De vrais « Moulins à paroles », ces trois femmes qui se dévoilent sur la scène du TOL dans des textes forts d’Alan Bennett. Et pour le spectateur, ces tranches de vie douces-amères resteront bien longtemps en mémoire.
Ce sont au départ deux séries de monologues, sous le nom de « Talking Heads », que le dramaturge britannique Alan Bennett a écrites pour la BBC en 1988 et 1998. Avec un succès tel que le West End s’en est rapidement emparé sur les planches… et que les textes sont désormais au programme du baccalauréat d’outre-Manche. On comprend aisément pourquoi : d’une écriture limpide et ciselée, ces histoires sont de véritables petits bijoux où le meilleur de l’humour pince-sans-rire britannique côtoie et se heurte au drame inexorable. Parfois même au détour d’une phrase, sans prévenir. À travers la vie menue de ses personnages, Bennett parle avec brio de l’humanité tout entière. La maladie, la solitude, le mal-être que l’on masque tant bien que mal, personne n’en est à l’abri : voir par conséquent les personnages camoufler leurs brisures sous un vernis comique – car on rit évidemment beaucoup, avant de passer aux larmes – fait forcément entrer certains souvenirs en résonance.

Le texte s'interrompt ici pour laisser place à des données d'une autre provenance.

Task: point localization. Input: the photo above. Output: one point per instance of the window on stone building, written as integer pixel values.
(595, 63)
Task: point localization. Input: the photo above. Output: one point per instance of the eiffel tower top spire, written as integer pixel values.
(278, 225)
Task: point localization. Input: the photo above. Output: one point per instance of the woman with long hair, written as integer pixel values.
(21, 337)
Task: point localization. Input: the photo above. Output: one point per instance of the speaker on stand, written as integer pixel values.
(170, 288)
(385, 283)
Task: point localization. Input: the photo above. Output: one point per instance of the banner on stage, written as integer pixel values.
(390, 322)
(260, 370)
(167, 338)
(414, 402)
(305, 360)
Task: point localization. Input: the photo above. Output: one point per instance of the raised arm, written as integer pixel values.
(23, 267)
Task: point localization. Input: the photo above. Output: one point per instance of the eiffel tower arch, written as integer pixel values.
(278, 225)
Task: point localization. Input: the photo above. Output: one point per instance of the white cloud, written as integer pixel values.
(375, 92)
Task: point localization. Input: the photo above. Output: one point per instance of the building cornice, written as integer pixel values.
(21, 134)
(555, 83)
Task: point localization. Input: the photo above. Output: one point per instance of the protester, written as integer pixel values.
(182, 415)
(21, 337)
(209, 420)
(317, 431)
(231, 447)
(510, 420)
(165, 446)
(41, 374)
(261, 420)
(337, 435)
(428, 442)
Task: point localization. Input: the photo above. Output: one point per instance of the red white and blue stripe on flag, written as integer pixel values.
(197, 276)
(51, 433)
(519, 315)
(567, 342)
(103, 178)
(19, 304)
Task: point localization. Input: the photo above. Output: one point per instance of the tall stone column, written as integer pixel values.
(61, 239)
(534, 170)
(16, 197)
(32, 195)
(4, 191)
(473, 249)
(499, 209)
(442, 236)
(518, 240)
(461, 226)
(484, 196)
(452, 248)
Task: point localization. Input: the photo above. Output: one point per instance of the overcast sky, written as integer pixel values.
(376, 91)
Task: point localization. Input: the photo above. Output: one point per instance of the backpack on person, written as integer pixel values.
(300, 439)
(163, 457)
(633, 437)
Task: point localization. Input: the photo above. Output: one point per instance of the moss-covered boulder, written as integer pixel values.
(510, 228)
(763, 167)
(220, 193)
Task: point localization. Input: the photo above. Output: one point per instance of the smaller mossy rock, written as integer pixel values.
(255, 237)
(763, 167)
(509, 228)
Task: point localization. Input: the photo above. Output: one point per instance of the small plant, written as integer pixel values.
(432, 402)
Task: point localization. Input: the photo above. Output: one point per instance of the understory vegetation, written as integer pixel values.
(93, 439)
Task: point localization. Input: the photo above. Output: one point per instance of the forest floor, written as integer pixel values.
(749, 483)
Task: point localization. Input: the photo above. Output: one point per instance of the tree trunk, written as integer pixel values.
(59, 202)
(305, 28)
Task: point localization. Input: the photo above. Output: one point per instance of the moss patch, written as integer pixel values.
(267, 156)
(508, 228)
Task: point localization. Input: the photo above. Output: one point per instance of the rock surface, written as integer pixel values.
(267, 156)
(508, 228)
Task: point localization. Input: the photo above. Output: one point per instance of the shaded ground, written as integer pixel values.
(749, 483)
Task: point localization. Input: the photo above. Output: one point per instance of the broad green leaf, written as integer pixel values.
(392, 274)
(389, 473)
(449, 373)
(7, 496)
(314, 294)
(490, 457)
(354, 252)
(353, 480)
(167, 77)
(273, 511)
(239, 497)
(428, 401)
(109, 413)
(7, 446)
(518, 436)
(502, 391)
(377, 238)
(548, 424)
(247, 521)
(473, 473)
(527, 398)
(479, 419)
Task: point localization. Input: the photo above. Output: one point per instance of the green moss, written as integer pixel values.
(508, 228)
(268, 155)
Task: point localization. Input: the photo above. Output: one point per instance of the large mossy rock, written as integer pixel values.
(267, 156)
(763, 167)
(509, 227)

Le metteur en scène Jérôme Varanfrain a sélectionné pour le TOL trois histoires parmi les sept existantes. Dans un montage savamment dosé, il les a découpées afin que, de monologues initiaux, elles s’imbriquent et forment une pièce où trois destins s’entrecroisent. Grâce à ses changements de rythme narratifs, la tension dramatique reste à vif en permanence. Sagement, dans un décor relativement neutre de Jeanny Kratochwil, Varanfrain ne pousse d’ailleurs pas trop loin les effets de mise en scène au-delà de cet habile découpage, pour privilégier la force du texte dit par les actrices.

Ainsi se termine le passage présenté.